Most of our code and some brief documentation is available in this GitHub repository. This work is summarized in the following WSC Paper, which was presented in that conference with these slides. The main contribution of this paper is that our model is the most detailed in the literature, and that it can be used under any conditions of a real-world ride-hailing system. We used the San Francisco metropolitan area as our case study, and the main results for four drivers’ policies are shown in the embedded pdf below:

Our model is extremely detailed, and as such it is the first work showing the disparity of metrics (time waiting, service level, …) over different districts/areas for the ride-hailing system under different policies; and under different times of the week (pdf above only shows one sneek peak). Going into more detail of this project, basically, this problem is characterized by four main components:

Multiple actors: drivers, riders, ride-hailing company.
Heterogenous drivers and riders, each with their own preferences.
Decisions being made in real-time, with algorithms and logic developed by ride-hailing companies taking over.
Events modifying the state of the system after happening. For example, a “pick-up” event makes the driver busy (cannot take other passengers), makes the customer satisfied, and generates instantly a future event of “drop-off” where the same driver and rider are involved, and the time to that event depends on the events before plus the route selected.

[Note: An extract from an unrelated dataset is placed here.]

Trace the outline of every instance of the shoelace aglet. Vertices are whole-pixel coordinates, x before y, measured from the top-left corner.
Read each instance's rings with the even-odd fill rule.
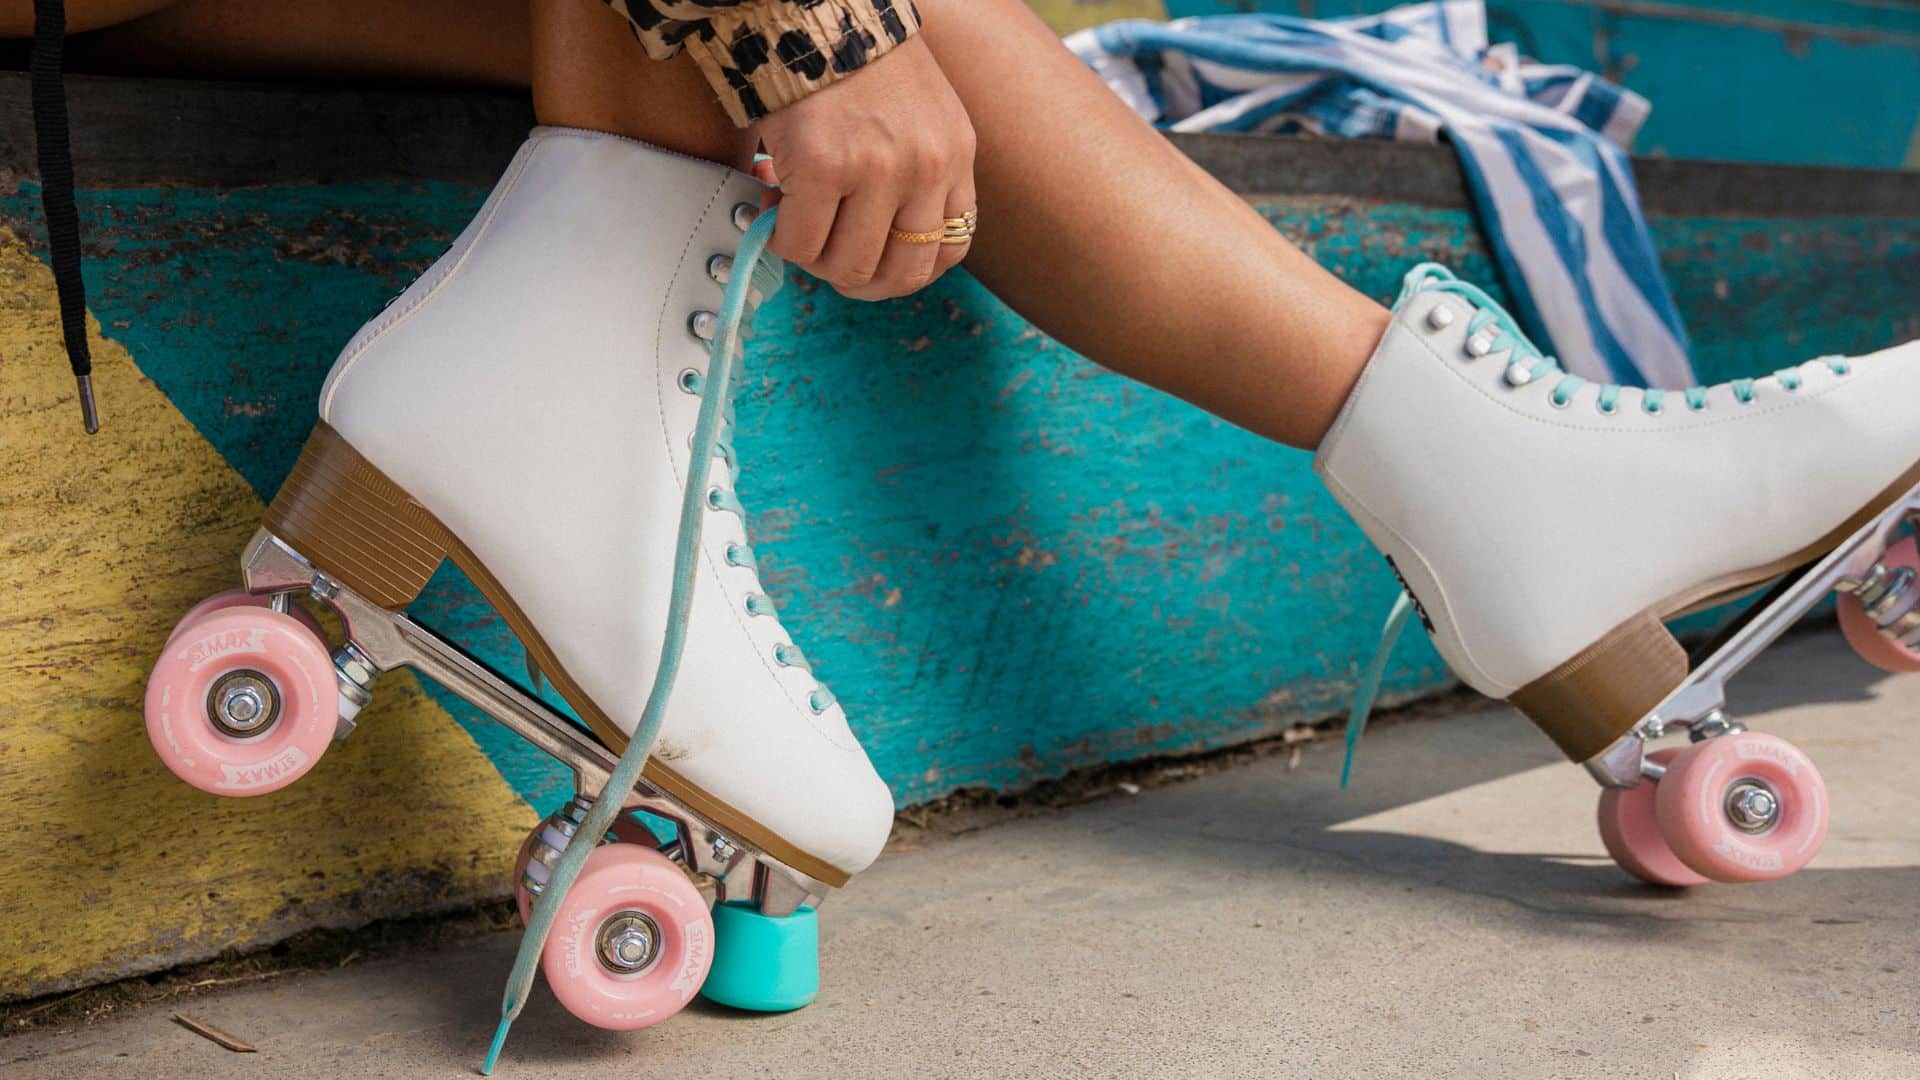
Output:
[[[480,1063],[481,1076],[493,1075],[493,1067],[500,1063],[500,1048],[507,1045],[507,1029],[512,1026],[513,1017],[500,1018],[500,1026],[493,1032],[493,1042],[487,1047],[487,1060]]]
[[[75,375],[73,384],[80,391],[80,422],[87,426],[87,434],[100,433],[100,410],[93,403],[93,376]]]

In order to solve this problem we came up with a very flexible framework, where each driver and rider is an instance of an object, having multiple attributes that define them; and where all of these attributes can then be set up easily using real-world data. We also proposed a methodology with events as objects that would interact within each other, having specific guidelines for those interactions, all over a sorted list of events that allowed us to simulate in real-time the ride-hailing system. More details can be found in the paper, and a brief flowchart of the simulation procedure is presented below:

In order to perform the case study we had to analyze a lot of spatio-temporal data, and merge many different data sources. This required multiple rounds of data cleaning/preparation and also mappings between different data sources. Some of the main challenges are shown below:

On the left, data corresponding to actual taxi/cab drivers' behaviors had granularities at larger levels, and gave information of origin/destination pairs; that being said we had to adjust the data to create corresponding distribution matrices for their movements. On the right, the elevation of San Francisco differs greatly, and we considered those differences to compute the shortest path times (time distances) between drivers and riders such as to perform the ride-hailing assignments. We used real-world data on distances, and average speeds for different streets.

The spatio-temporal distribution of arrivals into the system is non-homogeneous, and as such we needed to reflect the correct rate of arrivals for each area in the city.